Mike Violette

Using ESD Guns to Settle Employee Disputes

We were young once, and not a little foolish.

In the beginning of a company, work rules and policies don’t always get well-defined. This is particularly true if you haven’t held a real job yet and no experience in organizational management. So it was with our early lab days and we’ve worked hard to improve (but some bad habits still exist: legacy, like a chipped tooth).

In the beginnings of commercial EMC—with the adoption of FCC Docket 20870 (digging into the time capsule here)—the landscape sprouted with labs. It was easier then: if you had a parking lot, a couple of antennas and a spectrum analyzer. Fifty grand and you were in business. We had another test device, something called an “Electrostatic Discharge” (ESD) gun, which simulated static electricity effects on equipment. Turns out, it could also be used on organic objects…

So it was with us, in the early days and we froze our backsides in the snow in the winter and got wet when it rained and disassembled and dragged the antenna mast inside the building every night when we closed up because in the wild and reckless suburbs of Gaithersburg, one never could be quite too cautious. The weather was always a factor in this biz, as those with OATS know too well. And on the particular day in late August, the weather temporary broke the back of the local power distribution and we were left idle to gather in the front office and observe the lightning flashing and hard hail falling, dinging the ground and cars parked around our 3 m test site.

It was to be an electrically-charged day.

As I said, work rules were loose (mea maxima culpa) and our product safety/ESD test engineer “Vince,” who liked to go barefoot in the summer (except when he was setting fire to products) leaned lazily against the metal frame of the front door, his shoeless feet (yes, OSHA, I know) on the damp carpet. The door was propped open to observe the full-fury of the late summer thunderstorm when suddenly, lightning flashed a few hundred yards away. Vince yelped and jumped straight up, victim of lightning ground currents and resultant “step voltage” (see: http://www.emcs.org/acstrial/newsletters/spring09/ChapterChatter.pdf). Vince stood at least 6’4” and when he leapt up, his head banged against the door closure mechanism. He howled again, landed and rubbed the top of his head.
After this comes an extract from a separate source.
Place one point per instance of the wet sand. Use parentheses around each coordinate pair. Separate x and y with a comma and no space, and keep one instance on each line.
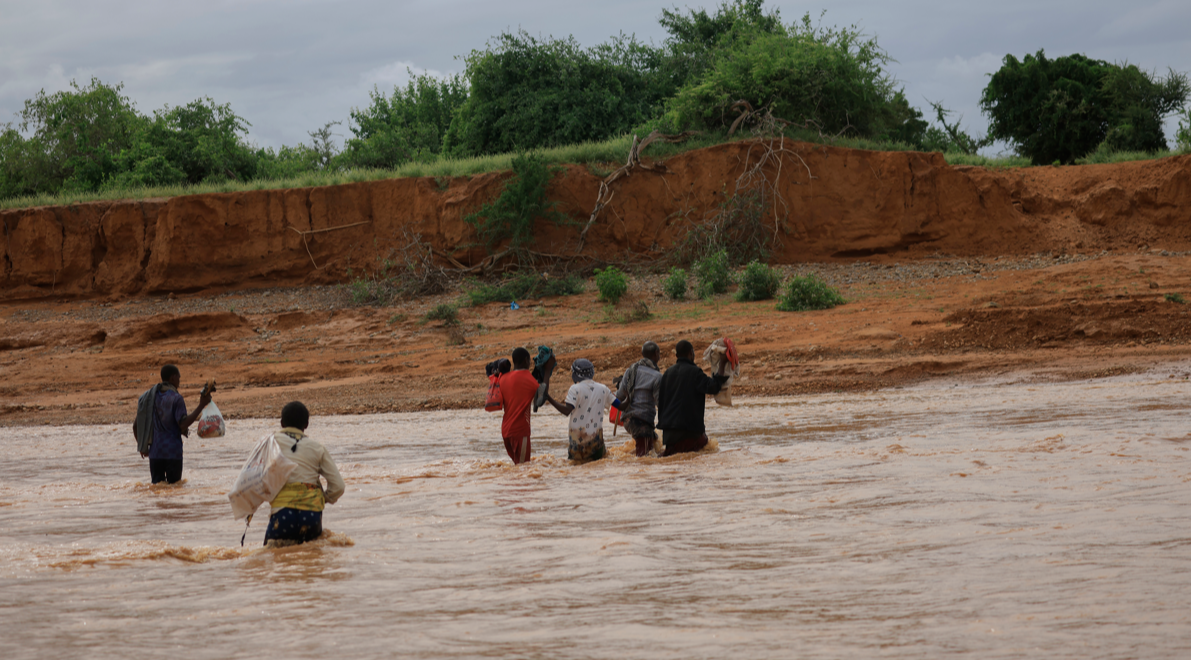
(989,517)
“Scott,” our FCC test guy, howled. Now Scott had the disposition of enjoying his job maybe a bit too much, delighting in finding the odd spur that broke the FCC Class B limit; a bit sadistic and a trait I’ve observed in more than one EMC engineer. Anyway, when Vince hit the ground again—bouncing, really, from the dual ignominy of the shock and the coup de tête—Scott doubled over in laughter.

Vince, not a happy camper, scowled and left the room, rubbing his pate.

Soon enough, the power came back. Vince put his shoes on and went back to the ESD testing that was interrupted when the juice went out. These were the days of “IEC 801-2” specification, several years before the CE Marking and all that good harmonization. ESD was a voluntary thing, but some manufacturers were aware that passing the test was a good idea.

Now, the Schaffner NSG 430 will always remain in my memory, fondly, as it was the first piece of test equipment that we acquired. This little beauty was built for a single purpose, though: positive voltage, air discharge only (the notion of contact discharge hadn’t been mid-wived by whatever committee was working it). Sixteen-point-five kilovolts of miniature lightning: it did the trick and it’s still on a shelf, somewhere (we engineers loath to toss out any equipment, even when it’s obsolete).

NSG 430 Electrostatic Discharge Simulator

In any event, Vince and I were setting up to test a PC or something (fog of time obscuring all the small details); the NSG 430 was powered up and idling on the bench.

Scott, still in a state of reverie over Vince’s double whammy a few minutes ago, was re-re-telling the story to Jane, who was trying to get some work done at her desk. He slapped her desk: “Hah! You should have seen it! Flash! Ow! Pow! YOW!”

Victor was now audibly growling as Scott came around the corner, beaming a big smile.

“Vince! How’s your head? Hah hah! What hurts worse, your scalp or your feet? Hah hah! Did you see him jump, Mike?”

Vince, with the cool of The Stranger in High Plains Drifter, deftly hefted the NSG 430 as Scott approached, winding the knob on the ESD gun to maximum as Scott got within arms-length.

Vince’s eyes flashed and locked onto Scott’s, who suddenly froze. A coyote howled in the distance as the realization registered on Scott’s face.

“Don’t do it!”

Without hesitation, Vince landed the tip of the gun onto Scott’s left shoulder, pulled the trigger and unleashed a bucket of coulombs.

“YOW! D&MN! You did it! BZ&*@&T#E!”

Score settled, Vince calmly blew the “smoke” from the barrel of the gun and holstered his weapon. Scott turned around, rubbing his shoulder and returned to his desk. He was quiet for the rest of the day and I enjoyed the peace that settles after a truce is struck.

Since then, we have implemented various work-policies: wearing shoes is mandatory and we only allow the use of ESD guns on humans when training interns, and only rarely on customers.